8 Steps to a Perfect Pumpkin Puree

Jessica Penner, RDRecipes, Tutorial1 Comment

how to make pumpkin puree

Step 1: Choose a pumpkin

Here’s how to choose your pumpkin.  

If you want your puree to have some natural pumpkin sweetness, go for a baking pumpkin.

If you want a more all-purpose pumpkin that you can use for either sweet or savoury dishes, choose a carving pumpkin. These are the ones you typically find in big bins in front of your grocery store in October or sold by farmers in pop-up stands.

Baking pumpkins tend to be more expensive, and harder to find! That’s why I tried to grow some this year. My vines had a lot of blossoms so I felt very hopeful about them but, alas, I ended up with only one pumpkin. I have a lot to learn about gardening!

Anyhow, when choosing a pumpkin, look for one that is bright orange with minimal blemishes. 

  carving and baking pumpkins

Step 2: Bring your pumpkin home

Just kidding! I’m not going to be ridiculous and list every single step. 

Step 2 (for real): Wipe the pumpkin

Take a clean cloth and wipe your pumpkin down.
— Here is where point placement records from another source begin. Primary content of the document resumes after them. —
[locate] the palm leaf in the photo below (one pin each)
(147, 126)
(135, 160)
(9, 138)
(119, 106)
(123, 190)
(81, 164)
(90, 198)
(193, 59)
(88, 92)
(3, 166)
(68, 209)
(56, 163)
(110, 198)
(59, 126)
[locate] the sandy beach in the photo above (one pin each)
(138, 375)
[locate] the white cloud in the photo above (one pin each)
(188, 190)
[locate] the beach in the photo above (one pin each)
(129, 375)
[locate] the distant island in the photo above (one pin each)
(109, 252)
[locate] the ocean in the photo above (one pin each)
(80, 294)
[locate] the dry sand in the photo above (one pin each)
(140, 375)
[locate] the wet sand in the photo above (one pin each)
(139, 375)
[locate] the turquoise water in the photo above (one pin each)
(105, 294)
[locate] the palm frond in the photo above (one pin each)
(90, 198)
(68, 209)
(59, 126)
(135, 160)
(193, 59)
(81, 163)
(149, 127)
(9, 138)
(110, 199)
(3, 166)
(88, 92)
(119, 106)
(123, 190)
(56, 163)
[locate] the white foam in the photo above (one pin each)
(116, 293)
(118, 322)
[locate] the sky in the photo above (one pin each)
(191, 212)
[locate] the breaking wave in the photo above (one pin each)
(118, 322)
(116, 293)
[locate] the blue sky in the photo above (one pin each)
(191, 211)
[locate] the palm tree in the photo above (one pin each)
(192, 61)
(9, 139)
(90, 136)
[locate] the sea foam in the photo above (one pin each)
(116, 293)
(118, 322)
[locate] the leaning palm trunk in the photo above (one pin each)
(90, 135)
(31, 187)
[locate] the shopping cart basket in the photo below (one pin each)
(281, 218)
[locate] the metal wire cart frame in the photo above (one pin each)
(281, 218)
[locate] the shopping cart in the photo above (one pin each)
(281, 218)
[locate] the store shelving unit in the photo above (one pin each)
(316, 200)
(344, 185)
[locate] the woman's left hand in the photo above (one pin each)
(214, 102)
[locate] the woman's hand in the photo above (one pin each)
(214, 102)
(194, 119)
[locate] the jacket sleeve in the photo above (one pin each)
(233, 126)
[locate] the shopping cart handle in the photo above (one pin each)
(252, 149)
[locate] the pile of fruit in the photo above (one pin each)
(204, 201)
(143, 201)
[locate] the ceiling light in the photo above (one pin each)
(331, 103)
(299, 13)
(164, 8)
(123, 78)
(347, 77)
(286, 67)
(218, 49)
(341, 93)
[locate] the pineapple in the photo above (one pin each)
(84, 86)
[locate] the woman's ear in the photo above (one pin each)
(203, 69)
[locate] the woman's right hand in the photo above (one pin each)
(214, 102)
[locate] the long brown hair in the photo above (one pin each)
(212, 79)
I like to use my E-Cloth Kitchen Cleaning Cloth  (affiliate link) for two reasons:
1) The cloth eliminates 99% of bacteria! Harmful bacteria found in soil, such as E-coli, can be found on the surface of produce.
2) If you rinse your produce under water (instead of wiping with a cloth), the bacteria can be further spread when the water lands on the produce and splashes on your counter, or clean dishes, in the near vicinity.

Step 3: Slice pumpkin in half

Using a large sharp chef’s knife,  slice in half from top to bottom. 

 pumpkin in half

Step 4: Scoop out the seeds

Every fall I take the recommendations from other tutorials and use a spoon to scoop out my pumpkin, which inevitably leaves me very frustrated.  It doesn’t work very well.

So this year, I outsmarted the pumpkin. I decided to try my Grapefruit Knife and it was the perfect tool! It is serrated and has a slight curve, so it was perfect for cutting off the string while leaving the fleshy pumpkin behind! If you don’t have a Grapefruit Knife, I highly recommend getting one like this (affiliate link).

Scoop the seeds and stringy bits in a large bowl. When you’ve got them all, pour water on top to cover. We’ll return to these later.

 pumpkin seeds

soaking pumpkin seeds

Step 5: Roast pumpkin

Place your pumpkin halves cut-side down in baking pans or a roaster. Then fill with water about 1/4 inch deep. For my dishes and pumpkin size, this translated to 2 cups of water in each pan. Place your pumpkin in the oven at 350 degrees and bake for about 30 minutes. You’ll know it’s cooked when you can easily stick your chef’s knife (from step 3) into it.

roasting pumpkins

Step 6: Peel pumpkin

Remove from oven and allow to cool enough so that you can handle the pumpkin. Then, using your chef’s knife again, peel the pumpkin, being careful to remove as little flesh as possible. I find this the easiest, but as an alternatively you can flip the pumpkin over and scoop out the flesh.

Step 7: Slice into chunks and blend

Slice the pumpkin into large chunks and puree in your blender or food processor. If you have neither, make sure your pumpkin got really really soft in the oven. Then you can just use a fork to mash it. You obviously won’t get it as smooth but it will work just fine for baking with.

pumpkin puree

Step 8: Portion and freeze

Since a lot of recipes call for 1 cup of pumpkin, I like to freeze mine in 1 cup portions. But that’s just me. 

You’re now done with the puree. But…. don’t forget about those pumpkin seeds! They are jam-packed with nutrition  and deliciousness so we’re going to roast them and eat them. Yum yum. 

(bonus) Step 9: Prepare seeds

Take your bowl of stringy bits and seeds covered in water. The water helps to loosen the seeds from the strings and take off any strings stuck to the seeds. Separate and place the seeds on a clean tea towel to dry off. Then use your favourite recipe to roast! My favourite is this one for Sweet and Spicy Pumpkin Seeds

 sweet and spicy pumpkin seeds

And… you’re done! 

p.s. You’ve also saved a lot of money. 

At the most economically priced grocery store in my neighbourhood, the regular price for a 3 cup can of pumpkin is $4.50.

My pumpkin cost $5.00 and yielded 13.666 cups of pumpkin and 1 cup of seeds! (side note: isn’t that yield so perfect for a typically Halloween food?)

So, you get approximately 4 times the pumpkin for the same price!! I chose a medium sized pumpkin from the bin. If you chose a larger pumpkin, you would yield even more. Yippee!!